I did some looking, and there are lots of gallery programs or libraries in PHP and Javascript for sharing a single directory of photos. Close, but that's not my use case. I end up with a directory tree, with lots of sub-directories, full of images and nothing else. I needed something to present a reasonably easy-to-navigate gallery of images, suitable for either local access using a browser or hosting on a web site for broader distribution. I didn't find something to my liking, so I ended up writing a command-line program in Python to do the minimal gallery creation job for me.
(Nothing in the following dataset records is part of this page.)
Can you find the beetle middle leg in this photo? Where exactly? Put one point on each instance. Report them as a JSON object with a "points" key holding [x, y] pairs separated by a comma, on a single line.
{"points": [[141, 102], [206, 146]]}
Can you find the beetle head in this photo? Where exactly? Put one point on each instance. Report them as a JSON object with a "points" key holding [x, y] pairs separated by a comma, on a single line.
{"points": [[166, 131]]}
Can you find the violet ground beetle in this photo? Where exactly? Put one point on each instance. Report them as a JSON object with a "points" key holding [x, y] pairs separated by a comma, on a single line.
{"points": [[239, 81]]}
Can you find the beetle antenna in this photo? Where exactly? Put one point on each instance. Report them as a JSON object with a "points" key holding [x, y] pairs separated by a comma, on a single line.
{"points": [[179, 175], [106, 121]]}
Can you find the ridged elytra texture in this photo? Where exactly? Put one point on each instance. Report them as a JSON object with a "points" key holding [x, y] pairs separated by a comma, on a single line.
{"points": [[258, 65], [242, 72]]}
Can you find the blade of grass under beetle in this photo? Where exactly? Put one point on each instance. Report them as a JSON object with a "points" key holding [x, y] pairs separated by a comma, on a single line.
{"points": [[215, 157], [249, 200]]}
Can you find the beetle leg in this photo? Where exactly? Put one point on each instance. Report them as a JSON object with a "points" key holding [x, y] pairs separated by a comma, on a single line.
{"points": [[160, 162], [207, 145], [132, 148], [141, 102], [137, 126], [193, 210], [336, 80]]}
I call it PyGallery.py.
PyGallery.py
The PyGallery.py program is designed to be run in the root directory of the directory tree of images for which you want a gallery.
Dependencies
PyGallery.py requires the following packages:
- Python
- docopt
- pillow
- pathlib
- ImageMagick : Image resizing for thumbnails
- JPEGOptim : Removal of EXIF data from thumbnails
Installation
Download PyGallery.py from this repository
Install ImageMagick
Install JPEGOptim
Install Python 3
Install Python packages : docopt, pillow, pathlib
Running
The usage help display can be seen with:
python PyGallery.py -h
Typically, you will want to make a gallery and specify the page title and the top-level directory's name.
For example,
python PyGallery.py -m -t='Elsberry Family Photo Gallery' -f='Elsberry Family Photos'
Accessing the gallery
Locally, you can simply launch a browser to view the 'index.html' file in the directory.
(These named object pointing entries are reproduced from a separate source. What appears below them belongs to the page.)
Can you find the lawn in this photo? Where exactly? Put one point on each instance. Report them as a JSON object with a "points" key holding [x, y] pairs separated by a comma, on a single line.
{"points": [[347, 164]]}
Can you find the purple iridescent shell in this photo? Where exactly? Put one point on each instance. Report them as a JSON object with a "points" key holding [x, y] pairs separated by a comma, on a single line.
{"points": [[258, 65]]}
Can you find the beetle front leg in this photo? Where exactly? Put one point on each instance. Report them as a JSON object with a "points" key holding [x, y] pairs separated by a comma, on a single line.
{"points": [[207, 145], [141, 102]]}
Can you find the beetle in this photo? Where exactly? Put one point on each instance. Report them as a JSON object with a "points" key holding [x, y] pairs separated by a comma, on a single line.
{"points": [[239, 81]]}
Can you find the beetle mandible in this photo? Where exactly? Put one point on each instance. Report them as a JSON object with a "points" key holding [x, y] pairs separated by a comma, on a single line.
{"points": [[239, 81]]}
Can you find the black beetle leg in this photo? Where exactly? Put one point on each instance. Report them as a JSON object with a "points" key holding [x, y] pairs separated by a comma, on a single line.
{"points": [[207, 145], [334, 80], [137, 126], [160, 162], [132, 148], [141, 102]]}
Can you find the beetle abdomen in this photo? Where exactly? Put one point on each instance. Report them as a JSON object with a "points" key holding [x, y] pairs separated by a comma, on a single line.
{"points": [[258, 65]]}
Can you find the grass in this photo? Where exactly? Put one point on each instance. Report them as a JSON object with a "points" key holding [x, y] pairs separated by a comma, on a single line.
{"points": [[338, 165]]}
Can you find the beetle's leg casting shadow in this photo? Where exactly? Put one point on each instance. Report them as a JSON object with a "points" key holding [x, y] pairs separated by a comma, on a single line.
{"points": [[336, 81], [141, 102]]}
If you are serving the gallery, you can point your browser to the top-level directory on your host, plus 'index.html'. (Often, servers automatically deliver 'index.html' if one requests the directory.)
It may take some time to load. All the thumbnails will be loaded into that page.
Notes
This is pre-alpha class software currently. I've done several galleries with it so far, but test it to see if it fits your uses.